現場とのコミュニケーションを密にし、適切にPDCAサイクルを回すことの重要性などが説かれている。コロナ対策とその後の地域共生社会へ向けての取り組みにとっても意義深い内容となっており、上記の観点と地方の感覚から2点重要と思われる点を指摘したい。

1つは、このような行政の意識期改革が中央省庁と地方行政の両方でしっかり浸透することの重要性である。提言では「地方自治体をはじめとする政策の現場(実施組織)とのタイムリーで緊密なコミュニケーション」の重要性が強調されているが、地方自治体が実施主体となる政策においても、残念ながら自治体の当事者意識は薄いこともある。多くの場合他の組織へ委託した時点で実施したものとされ、実態の把握やその後のPDCAも行われていないか形だけのことがしばしばみられるのが実情である。とはいえ、中央省庁としては地方自治体を通じて報告を受けるしかなく、地方自治体そのものの中でこの改革が進み、実際の当事者・現場の事情を把握した上で中央省庁と橋渡しできることが必須であろう。

もう1つは、無謬性にとらわれないタイムリーかつ適切な評価と修正が、コロナ対策のような短期的な政策だけでなく、長期的かつ根本的な政策についても十分に適用されることの必要性である。政策の評価と修正をデータやエビデンスに基づいて迅速に行うことが強調されているが、たとえば50年前に政策の柱とされた「日本型福祉社会」が現在までの止まることのない少子高齢化と社会経済の低迷の根源にあることを裏づけるエビデンスには事欠かないにもかかわらず、いまだに根本的な見直しはなされていない。無謬性神話の否定に聖域はあってはならないと同時に、政争のためでなく政策のために真摯な情報開示と国民全体での議論を行う文化の醸成も重要であると考える。

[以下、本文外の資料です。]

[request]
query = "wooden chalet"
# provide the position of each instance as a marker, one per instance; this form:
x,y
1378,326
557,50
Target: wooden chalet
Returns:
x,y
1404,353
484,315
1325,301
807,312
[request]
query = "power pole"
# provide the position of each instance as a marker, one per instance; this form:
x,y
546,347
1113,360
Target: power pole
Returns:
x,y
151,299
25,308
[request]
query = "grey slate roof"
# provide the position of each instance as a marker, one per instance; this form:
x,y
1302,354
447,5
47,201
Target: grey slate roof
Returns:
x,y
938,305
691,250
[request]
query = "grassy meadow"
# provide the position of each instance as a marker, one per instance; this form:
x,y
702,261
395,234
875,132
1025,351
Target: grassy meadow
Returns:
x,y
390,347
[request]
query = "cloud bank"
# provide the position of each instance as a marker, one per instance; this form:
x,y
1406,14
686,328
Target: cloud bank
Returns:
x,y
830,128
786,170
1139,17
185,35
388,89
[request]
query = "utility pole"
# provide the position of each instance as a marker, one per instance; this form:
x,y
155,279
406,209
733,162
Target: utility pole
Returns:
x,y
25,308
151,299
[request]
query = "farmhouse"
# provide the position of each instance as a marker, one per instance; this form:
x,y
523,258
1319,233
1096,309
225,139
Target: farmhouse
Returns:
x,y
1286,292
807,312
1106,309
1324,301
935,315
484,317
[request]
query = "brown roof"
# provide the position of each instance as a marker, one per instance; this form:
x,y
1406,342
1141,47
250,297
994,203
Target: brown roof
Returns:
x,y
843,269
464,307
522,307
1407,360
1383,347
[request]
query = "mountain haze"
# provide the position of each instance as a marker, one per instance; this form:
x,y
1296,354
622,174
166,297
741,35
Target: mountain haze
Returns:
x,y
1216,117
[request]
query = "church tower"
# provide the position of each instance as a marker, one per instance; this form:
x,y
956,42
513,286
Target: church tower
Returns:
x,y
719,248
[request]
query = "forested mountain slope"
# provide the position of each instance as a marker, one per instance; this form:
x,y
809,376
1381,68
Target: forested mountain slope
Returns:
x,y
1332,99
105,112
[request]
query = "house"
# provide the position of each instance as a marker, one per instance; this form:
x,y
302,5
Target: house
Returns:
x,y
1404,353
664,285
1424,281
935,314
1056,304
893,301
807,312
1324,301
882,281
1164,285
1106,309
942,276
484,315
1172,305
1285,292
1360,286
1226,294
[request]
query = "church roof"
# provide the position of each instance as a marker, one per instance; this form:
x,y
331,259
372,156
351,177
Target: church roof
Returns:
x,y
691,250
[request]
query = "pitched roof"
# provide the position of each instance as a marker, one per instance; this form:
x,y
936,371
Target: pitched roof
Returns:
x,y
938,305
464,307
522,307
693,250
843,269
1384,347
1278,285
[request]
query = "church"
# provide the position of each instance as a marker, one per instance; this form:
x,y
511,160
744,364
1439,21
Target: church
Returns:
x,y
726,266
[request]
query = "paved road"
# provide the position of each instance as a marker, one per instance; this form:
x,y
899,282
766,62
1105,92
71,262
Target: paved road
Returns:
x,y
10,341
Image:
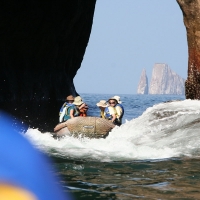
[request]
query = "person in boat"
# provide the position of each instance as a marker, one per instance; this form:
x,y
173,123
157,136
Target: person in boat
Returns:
x,y
102,106
116,103
81,106
68,110
107,112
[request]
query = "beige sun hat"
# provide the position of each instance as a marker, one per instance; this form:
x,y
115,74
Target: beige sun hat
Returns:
x,y
78,101
102,103
70,98
118,99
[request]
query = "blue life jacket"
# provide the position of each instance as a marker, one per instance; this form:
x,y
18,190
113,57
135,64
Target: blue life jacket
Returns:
x,y
120,105
67,112
107,113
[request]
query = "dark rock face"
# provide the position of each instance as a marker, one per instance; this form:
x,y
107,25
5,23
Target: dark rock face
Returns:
x,y
191,14
42,44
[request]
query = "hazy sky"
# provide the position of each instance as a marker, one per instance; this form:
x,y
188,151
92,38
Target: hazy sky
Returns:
x,y
128,36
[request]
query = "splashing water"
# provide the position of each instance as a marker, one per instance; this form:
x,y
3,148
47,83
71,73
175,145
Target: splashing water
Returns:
x,y
165,130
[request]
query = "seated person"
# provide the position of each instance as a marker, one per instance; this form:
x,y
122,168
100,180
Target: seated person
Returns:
x,y
81,106
68,109
113,101
107,112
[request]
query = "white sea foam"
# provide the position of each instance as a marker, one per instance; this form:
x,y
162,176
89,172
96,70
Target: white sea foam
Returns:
x,y
163,131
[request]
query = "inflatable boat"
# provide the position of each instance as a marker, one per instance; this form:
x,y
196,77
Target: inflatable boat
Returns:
x,y
91,127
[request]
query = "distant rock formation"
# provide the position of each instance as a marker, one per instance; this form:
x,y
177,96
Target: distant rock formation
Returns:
x,y
165,81
143,83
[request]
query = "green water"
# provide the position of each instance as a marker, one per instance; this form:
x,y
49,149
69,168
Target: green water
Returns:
x,y
159,179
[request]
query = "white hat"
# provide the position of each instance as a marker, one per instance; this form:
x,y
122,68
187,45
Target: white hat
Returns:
x,y
102,103
78,101
117,98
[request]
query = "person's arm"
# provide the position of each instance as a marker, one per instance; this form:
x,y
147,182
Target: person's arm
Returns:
x,y
119,111
62,115
112,111
82,106
71,113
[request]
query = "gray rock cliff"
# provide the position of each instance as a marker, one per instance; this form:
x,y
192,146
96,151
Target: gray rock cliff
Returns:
x,y
165,81
143,83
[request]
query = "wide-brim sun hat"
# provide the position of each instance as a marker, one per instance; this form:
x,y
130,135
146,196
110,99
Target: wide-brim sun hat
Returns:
x,y
78,101
113,98
118,99
102,103
70,98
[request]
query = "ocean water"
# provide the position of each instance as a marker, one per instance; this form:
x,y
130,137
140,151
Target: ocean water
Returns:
x,y
153,155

コロナ禍においては、この30年の日本社会の停滞で浮き彫りになった「変われない日本」の課題がさらに強調されたと感じている。この危機を克服し、希望の持てる地域共生社会を実現するためには、「迅速に変われる日本」への変革が急務である。

【参考】

https://www.digital.go.jp/assets/contents/node/basic_page/field_ref_resources/cb5865d2-8031-4595-8930-8761fb6bbe10/8d01f72a/20220603_meeting_administrative_research_outline_11.pdf

小倉和也(NPO地域共生を支える医療・介護・市民全国ネットワーク共同代表、医療法人はちのへファミリークリニック理事長)[変われない日本]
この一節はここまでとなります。